The synthesis of ILPs sourced from discrete tissue regions other than the tentacles may reveal that sea anemone ILPs have varied functional roles dependent upon the tissue of origin. For example, the synthesis and assay of ILPs located in the gametic material may reveal functions and roles aligned to sexual reproduction. We cannot, however, predict that such ILPs will serve a similar function in other Anthozoa. Reproduction strategies can be highly variable among genera, i.e., sexual (broadcast spawners) vs. asexual reproduction (e.g., fission or pedal disc laceration), with some species even utilizing a combination of both strategies [69], illustrating the complex nature of these animals.

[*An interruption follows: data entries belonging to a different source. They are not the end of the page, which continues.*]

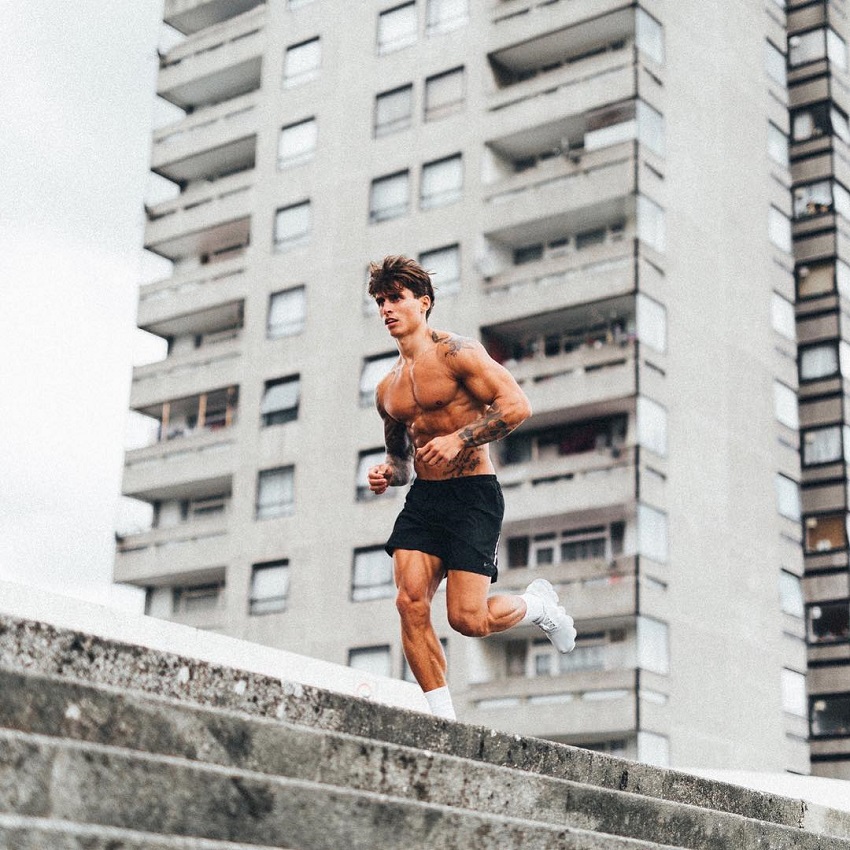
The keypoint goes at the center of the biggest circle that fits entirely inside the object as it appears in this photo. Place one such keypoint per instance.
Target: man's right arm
(396, 470)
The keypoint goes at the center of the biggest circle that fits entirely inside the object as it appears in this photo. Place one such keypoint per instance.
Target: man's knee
(470, 623)
(413, 609)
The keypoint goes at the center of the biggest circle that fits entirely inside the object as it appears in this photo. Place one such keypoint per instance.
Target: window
(652, 533)
(287, 312)
(372, 575)
(275, 492)
(280, 401)
(785, 405)
(811, 122)
(812, 199)
(821, 445)
(444, 94)
(815, 279)
(774, 60)
(829, 622)
(836, 49)
(598, 542)
(782, 316)
(825, 533)
(806, 47)
(374, 660)
(779, 229)
(649, 37)
(650, 221)
(794, 692)
(297, 143)
(397, 28)
(818, 361)
(650, 128)
(652, 323)
(443, 264)
(302, 62)
(442, 182)
(653, 651)
(393, 110)
(652, 426)
(445, 15)
(830, 715)
(390, 196)
(292, 226)
(791, 594)
(197, 599)
(374, 369)
(269, 587)
(365, 460)
(788, 497)
(611, 125)
(777, 144)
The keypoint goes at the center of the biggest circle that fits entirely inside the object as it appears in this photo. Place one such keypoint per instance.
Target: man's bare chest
(417, 389)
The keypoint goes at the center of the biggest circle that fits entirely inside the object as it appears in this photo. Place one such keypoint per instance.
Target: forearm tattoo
(399, 452)
(488, 428)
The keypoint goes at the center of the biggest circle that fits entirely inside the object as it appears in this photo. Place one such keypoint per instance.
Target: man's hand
(379, 478)
(440, 450)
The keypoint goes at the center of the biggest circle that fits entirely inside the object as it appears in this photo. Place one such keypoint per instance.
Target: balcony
(598, 590)
(576, 277)
(204, 220)
(209, 143)
(213, 365)
(562, 196)
(569, 484)
(602, 703)
(219, 64)
(191, 16)
(171, 307)
(180, 468)
(163, 553)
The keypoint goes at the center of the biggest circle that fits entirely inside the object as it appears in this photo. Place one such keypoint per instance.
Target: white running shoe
(555, 622)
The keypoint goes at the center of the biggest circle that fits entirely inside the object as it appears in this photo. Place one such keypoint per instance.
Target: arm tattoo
(454, 343)
(399, 451)
(488, 428)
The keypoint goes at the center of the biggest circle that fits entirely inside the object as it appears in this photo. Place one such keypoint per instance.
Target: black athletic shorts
(459, 520)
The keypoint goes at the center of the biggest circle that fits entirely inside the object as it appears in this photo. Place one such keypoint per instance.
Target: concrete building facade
(603, 192)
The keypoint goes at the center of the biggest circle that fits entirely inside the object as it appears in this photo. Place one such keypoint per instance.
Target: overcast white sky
(76, 99)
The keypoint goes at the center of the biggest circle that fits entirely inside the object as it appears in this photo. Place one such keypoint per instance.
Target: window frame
(253, 599)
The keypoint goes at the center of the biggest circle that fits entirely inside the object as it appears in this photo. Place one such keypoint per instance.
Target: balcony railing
(597, 71)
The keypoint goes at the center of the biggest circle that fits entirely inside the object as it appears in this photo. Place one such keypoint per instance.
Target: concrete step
(102, 692)
(476, 770)
(346, 773)
(18, 832)
(107, 787)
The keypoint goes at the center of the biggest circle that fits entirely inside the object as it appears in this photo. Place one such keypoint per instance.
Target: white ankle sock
(533, 608)
(440, 703)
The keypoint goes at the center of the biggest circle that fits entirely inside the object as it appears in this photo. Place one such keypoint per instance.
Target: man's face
(402, 311)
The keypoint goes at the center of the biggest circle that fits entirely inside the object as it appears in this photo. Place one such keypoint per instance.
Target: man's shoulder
(452, 345)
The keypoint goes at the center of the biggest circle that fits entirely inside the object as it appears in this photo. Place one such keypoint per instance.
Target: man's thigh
(417, 574)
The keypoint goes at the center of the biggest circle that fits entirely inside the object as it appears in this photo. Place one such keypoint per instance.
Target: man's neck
(418, 342)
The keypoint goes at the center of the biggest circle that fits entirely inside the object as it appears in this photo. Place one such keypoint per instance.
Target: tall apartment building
(819, 97)
(603, 191)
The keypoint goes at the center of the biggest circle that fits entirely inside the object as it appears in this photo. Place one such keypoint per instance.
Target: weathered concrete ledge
(195, 648)
(40, 648)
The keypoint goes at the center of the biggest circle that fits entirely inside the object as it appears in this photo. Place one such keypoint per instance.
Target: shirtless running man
(442, 403)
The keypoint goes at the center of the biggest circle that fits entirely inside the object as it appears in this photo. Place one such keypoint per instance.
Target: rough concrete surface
(190, 747)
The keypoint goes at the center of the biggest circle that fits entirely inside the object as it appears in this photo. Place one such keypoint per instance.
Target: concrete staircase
(106, 745)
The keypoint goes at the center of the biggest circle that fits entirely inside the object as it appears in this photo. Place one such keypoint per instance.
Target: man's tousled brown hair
(395, 273)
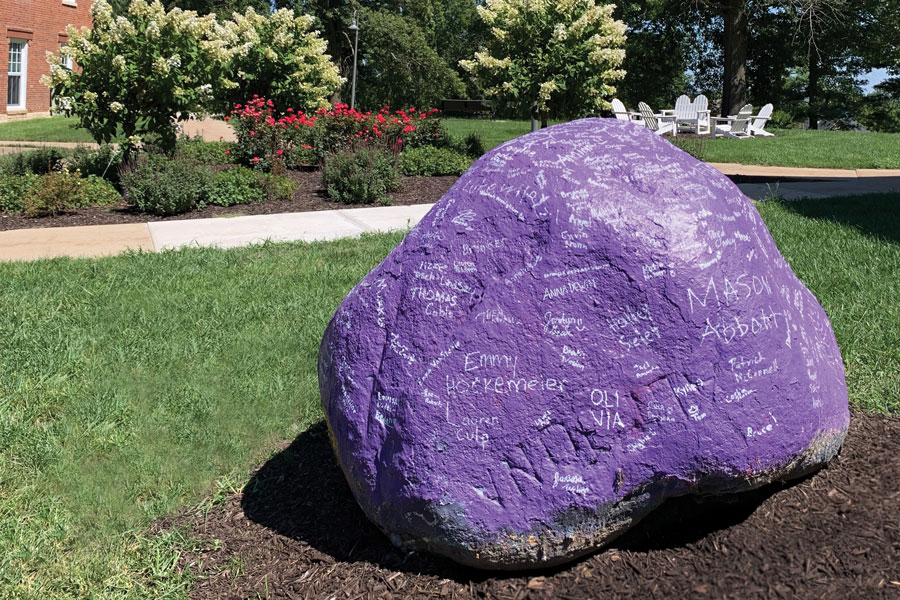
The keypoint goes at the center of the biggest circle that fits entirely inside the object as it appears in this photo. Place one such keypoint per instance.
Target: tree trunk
(812, 90)
(737, 37)
(333, 40)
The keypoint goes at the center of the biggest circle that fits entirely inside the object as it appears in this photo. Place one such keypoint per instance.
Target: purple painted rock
(589, 322)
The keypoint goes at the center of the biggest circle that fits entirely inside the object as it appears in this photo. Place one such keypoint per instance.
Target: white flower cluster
(176, 59)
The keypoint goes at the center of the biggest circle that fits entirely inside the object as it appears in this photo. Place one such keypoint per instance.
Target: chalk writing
(497, 315)
(573, 287)
(729, 292)
(608, 409)
(571, 483)
(726, 330)
(573, 357)
(561, 325)
(385, 409)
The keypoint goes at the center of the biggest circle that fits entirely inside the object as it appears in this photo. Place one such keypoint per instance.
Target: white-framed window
(66, 61)
(17, 74)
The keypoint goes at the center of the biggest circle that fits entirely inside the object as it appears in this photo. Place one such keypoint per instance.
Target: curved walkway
(104, 240)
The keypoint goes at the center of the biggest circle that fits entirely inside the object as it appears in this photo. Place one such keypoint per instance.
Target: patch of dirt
(297, 532)
(309, 196)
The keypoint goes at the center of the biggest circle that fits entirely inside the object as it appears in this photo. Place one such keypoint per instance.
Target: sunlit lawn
(789, 147)
(49, 129)
(134, 386)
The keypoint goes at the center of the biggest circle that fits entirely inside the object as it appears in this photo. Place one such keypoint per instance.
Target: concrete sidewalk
(104, 240)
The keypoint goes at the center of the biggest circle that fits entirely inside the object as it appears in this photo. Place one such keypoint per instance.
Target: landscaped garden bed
(834, 534)
(309, 195)
(282, 161)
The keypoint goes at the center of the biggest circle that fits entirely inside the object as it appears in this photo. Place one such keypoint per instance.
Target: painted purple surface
(588, 322)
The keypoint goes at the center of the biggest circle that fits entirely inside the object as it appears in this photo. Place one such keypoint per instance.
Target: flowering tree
(280, 57)
(140, 71)
(564, 55)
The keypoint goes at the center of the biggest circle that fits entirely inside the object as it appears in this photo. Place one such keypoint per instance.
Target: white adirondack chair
(622, 113)
(734, 127)
(693, 116)
(701, 105)
(684, 108)
(758, 124)
(658, 124)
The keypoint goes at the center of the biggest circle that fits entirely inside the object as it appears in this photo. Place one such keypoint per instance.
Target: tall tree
(564, 56)
(398, 67)
(453, 28)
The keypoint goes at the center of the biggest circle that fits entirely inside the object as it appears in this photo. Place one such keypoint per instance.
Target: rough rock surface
(589, 322)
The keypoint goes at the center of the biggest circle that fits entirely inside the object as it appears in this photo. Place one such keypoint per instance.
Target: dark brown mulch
(309, 196)
(296, 532)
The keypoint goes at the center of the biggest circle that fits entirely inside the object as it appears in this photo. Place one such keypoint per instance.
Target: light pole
(354, 27)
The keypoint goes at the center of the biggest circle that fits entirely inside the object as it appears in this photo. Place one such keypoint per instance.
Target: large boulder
(589, 322)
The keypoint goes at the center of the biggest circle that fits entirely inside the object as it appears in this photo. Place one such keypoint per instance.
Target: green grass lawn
(50, 129)
(789, 147)
(134, 386)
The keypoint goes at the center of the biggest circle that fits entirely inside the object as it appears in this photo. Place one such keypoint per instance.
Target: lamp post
(354, 27)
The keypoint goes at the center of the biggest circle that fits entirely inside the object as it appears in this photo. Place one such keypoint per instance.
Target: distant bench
(466, 107)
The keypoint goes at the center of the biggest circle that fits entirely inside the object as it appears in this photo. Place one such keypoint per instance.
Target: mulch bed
(296, 532)
(309, 196)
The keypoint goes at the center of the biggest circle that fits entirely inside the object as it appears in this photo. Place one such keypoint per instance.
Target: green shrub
(39, 162)
(360, 176)
(95, 191)
(473, 145)
(102, 162)
(54, 196)
(696, 147)
(238, 185)
(781, 120)
(204, 153)
(278, 187)
(163, 186)
(59, 192)
(429, 161)
(14, 189)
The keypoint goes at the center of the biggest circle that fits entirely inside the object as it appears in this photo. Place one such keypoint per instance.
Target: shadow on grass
(872, 214)
(301, 493)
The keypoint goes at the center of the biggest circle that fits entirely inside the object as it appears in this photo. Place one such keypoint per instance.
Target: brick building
(29, 28)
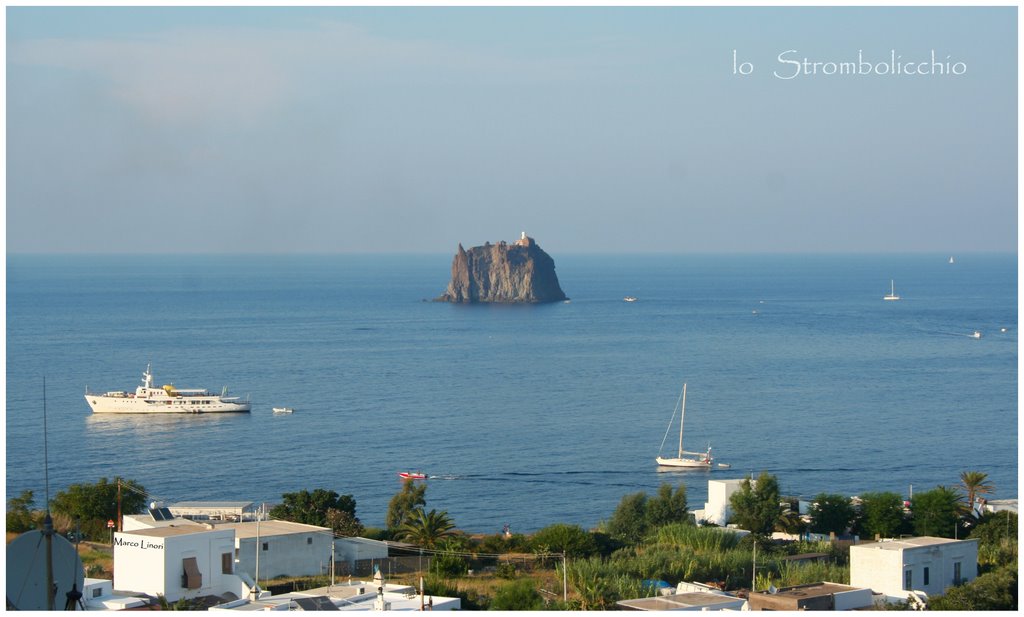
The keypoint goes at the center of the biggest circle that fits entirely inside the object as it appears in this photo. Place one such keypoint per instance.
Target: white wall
(304, 554)
(854, 599)
(154, 565)
(884, 569)
(717, 508)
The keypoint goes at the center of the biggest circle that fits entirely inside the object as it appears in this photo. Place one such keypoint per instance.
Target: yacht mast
(682, 413)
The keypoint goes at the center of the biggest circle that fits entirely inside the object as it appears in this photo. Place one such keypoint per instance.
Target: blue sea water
(525, 414)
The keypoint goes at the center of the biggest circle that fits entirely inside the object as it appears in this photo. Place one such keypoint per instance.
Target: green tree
(562, 537)
(425, 529)
(343, 523)
(935, 512)
(668, 507)
(974, 484)
(830, 514)
(517, 596)
(756, 505)
(996, 535)
(19, 516)
(629, 522)
(991, 591)
(93, 504)
(412, 495)
(311, 508)
(881, 514)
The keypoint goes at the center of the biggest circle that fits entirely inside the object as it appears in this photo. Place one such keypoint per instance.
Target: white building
(286, 548)
(717, 509)
(177, 562)
(924, 564)
(351, 549)
(347, 597)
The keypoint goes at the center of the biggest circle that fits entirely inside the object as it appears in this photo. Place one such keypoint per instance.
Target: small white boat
(684, 458)
(892, 292)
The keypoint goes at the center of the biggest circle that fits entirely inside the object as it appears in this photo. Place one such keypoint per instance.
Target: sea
(524, 415)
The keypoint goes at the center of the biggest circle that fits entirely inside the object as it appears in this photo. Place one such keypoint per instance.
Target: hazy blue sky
(324, 130)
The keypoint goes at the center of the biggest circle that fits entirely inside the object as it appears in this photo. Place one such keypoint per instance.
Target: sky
(595, 130)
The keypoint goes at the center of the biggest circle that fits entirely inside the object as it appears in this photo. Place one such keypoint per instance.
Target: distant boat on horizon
(892, 292)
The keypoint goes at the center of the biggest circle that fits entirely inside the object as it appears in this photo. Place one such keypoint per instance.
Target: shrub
(517, 596)
(993, 591)
(19, 516)
(560, 537)
(450, 565)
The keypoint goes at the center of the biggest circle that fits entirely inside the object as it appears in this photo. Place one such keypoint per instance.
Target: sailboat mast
(682, 413)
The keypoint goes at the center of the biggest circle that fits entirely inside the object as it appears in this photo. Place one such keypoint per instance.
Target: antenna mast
(47, 521)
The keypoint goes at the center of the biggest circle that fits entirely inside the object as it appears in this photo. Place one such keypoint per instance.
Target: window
(193, 578)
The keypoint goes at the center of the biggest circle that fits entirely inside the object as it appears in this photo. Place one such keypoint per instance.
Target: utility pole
(565, 584)
(48, 522)
(754, 569)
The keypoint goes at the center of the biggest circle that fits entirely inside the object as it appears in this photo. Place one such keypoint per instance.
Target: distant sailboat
(892, 292)
(695, 459)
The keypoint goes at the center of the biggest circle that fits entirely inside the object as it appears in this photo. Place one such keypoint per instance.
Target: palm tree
(975, 484)
(426, 529)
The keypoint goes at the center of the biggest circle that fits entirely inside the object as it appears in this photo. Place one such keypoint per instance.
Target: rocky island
(517, 273)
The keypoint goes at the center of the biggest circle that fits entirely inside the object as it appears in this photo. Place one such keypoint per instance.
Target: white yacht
(892, 292)
(167, 399)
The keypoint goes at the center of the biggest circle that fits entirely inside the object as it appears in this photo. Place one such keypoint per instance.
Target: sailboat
(684, 458)
(892, 292)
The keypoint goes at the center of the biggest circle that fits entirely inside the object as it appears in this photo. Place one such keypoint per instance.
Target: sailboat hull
(684, 463)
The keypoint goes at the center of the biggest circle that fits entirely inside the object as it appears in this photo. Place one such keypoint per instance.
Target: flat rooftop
(163, 532)
(905, 543)
(212, 504)
(809, 590)
(679, 601)
(269, 528)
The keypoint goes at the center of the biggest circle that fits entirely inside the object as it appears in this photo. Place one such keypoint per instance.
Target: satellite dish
(27, 572)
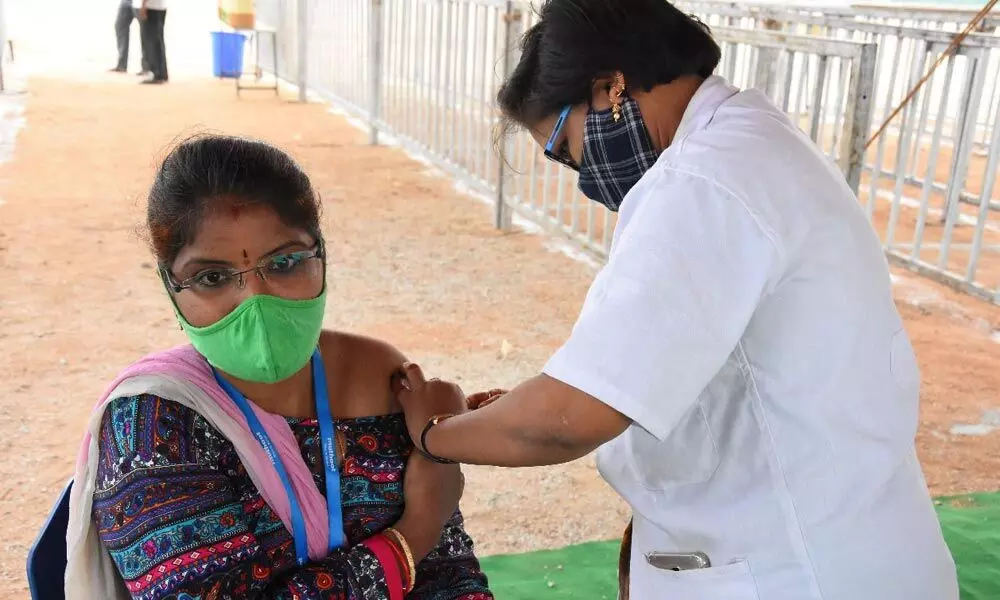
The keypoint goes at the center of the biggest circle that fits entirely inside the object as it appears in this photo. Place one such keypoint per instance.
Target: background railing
(929, 180)
(426, 72)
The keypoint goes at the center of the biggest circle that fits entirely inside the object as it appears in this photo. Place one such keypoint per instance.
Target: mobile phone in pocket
(678, 561)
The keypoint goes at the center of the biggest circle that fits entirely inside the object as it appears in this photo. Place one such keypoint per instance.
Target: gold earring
(616, 98)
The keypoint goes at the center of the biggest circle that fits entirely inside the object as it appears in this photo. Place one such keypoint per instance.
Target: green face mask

In this study we determined that novel ILPs are present in sea anemone tissues that perform specific biological functions (e.g., tentacles for defense), and that different ILPs can be localized to specific tissues. Additionally, ILPs within the Anthozoa have a highly conserved A-chain and a B-chain with an additional pair of cysteines that may prove to be a new structural class of ILPs. Further research needs to be conducted to establish the function of ILPs in sea anemones and their sister taxa, and to determine whether their activities correlate with specific biological functions in their tissue of origin.